Adjusted EBITDA and Adjusted Free Cash Flow Reconciliation for Guidance (in millions)

Full Year 2016 Range:   Low   High
GAAP Net Income (1) $ 165   $ 315
Plus:        
Interest expense, net of interest income   640     640
Depreciation and amortization expense   610     610
Major maintenance expense   265     265
Operating lease expense   25     25
Other(2)   95     95
Adjusted EBITDA $ 1,800   $ 1,950
Less:        
Operating lease payments   25     25
Major maintenance expense and maintenance capital expenditures(3)   410     410
Cash interest, net(4)   635     635
Cash taxes   15     15
Other   5     5
Adjusted Free Cash Flow $ 710   $ 860

_________

(1) For purposes of Net Income guidance reconciliation, mark-to-market adjustments are assumed to be nil.

(2) Other includes stock-based compensation expense, adjustments to reflect Adjusted EBITDA from unconsolidated investments, income tax expense and other items.

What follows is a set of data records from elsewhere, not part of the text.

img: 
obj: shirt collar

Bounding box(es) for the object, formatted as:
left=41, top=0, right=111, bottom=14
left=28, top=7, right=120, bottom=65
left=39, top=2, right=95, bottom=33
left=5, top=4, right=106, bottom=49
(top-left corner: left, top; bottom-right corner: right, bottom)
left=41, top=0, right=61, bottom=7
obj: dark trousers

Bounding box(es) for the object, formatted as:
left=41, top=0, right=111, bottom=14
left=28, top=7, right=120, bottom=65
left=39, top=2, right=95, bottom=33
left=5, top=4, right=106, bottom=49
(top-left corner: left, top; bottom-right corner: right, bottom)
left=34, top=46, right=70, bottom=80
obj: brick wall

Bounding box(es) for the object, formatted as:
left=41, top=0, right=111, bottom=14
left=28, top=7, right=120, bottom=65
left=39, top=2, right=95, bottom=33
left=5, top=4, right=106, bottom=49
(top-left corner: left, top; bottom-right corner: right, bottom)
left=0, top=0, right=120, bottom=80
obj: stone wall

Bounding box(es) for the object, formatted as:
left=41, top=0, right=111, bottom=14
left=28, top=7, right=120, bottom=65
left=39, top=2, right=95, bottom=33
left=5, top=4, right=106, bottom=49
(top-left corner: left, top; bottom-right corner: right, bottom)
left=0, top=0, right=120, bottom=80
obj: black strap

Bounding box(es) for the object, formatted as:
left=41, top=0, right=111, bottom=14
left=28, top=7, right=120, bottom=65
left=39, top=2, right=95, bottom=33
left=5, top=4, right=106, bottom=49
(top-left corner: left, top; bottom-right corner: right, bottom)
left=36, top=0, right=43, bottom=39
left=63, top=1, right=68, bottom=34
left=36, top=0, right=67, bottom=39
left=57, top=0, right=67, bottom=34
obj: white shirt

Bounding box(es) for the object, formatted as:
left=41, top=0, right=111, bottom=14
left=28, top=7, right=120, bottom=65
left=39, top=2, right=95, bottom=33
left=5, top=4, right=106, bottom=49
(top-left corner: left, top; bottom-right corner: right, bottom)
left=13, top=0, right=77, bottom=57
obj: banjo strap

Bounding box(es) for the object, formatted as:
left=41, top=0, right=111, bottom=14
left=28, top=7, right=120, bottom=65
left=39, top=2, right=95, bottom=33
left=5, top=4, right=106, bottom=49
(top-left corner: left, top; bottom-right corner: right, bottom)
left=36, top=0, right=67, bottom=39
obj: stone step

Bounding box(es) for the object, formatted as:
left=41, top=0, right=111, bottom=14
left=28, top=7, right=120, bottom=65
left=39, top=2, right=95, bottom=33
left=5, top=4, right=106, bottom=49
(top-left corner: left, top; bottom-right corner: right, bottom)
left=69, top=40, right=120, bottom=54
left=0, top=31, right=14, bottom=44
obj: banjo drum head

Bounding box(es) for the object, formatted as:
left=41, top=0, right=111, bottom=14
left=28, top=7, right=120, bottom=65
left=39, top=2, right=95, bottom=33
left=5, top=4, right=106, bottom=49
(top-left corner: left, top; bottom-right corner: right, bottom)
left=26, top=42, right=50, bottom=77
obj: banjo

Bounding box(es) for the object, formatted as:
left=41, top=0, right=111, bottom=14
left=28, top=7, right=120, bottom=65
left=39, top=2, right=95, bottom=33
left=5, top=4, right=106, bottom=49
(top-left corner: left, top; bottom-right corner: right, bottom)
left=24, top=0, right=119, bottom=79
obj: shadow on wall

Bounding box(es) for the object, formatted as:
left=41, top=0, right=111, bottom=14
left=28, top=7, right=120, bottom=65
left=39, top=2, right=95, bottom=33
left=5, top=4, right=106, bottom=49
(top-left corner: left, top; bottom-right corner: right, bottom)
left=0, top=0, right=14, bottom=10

(3) Includes projected major maintenance expense of $270 million and maintenance capital expenditures of $140 million. Capital expenditures exclude major construction and development projects.

(4) Includes commitment, letter of credit and other bank fees from both consolidated and unconsolidated investments, net of capitalized interest and interest income.

OPERATING PERFORMANCE METRICS

The table below shows the operating performance metrics for the periods presented:

    Three Months Ended March 31,
    2016   2015
Total MWh generated (in thousands)(1)(2)   24,125     25,567  
West   6,418     7,253  
Texas   11,249     11,544  
East   6,458     6,770  
         
Average availability(2)   89.9 %   89.4 %
West   90.3 %   88.3 %
Texas   86.6 %   88.1 %
East   92.8 %   91.7 %
         
Average capacity factor, excluding peakers   47.4 %   52.0 %
West   42.9 %   47.7 %
Texas   56.0 %   58.2 %
East   40.6 %   47.9 %
         
Steam adjusted heat rate (Btu/kWh)(2)   7,264     7,262  
West   7,329     7,301  
Texas   7,049     7,096  
East   7,597     7,516  

________

(1) Excludes generation from unconsolidated power plants and power plants owned but not operated by us.

(2) Generation, average availability and steam adjusted heat rate exclude power plants and units that are inactive.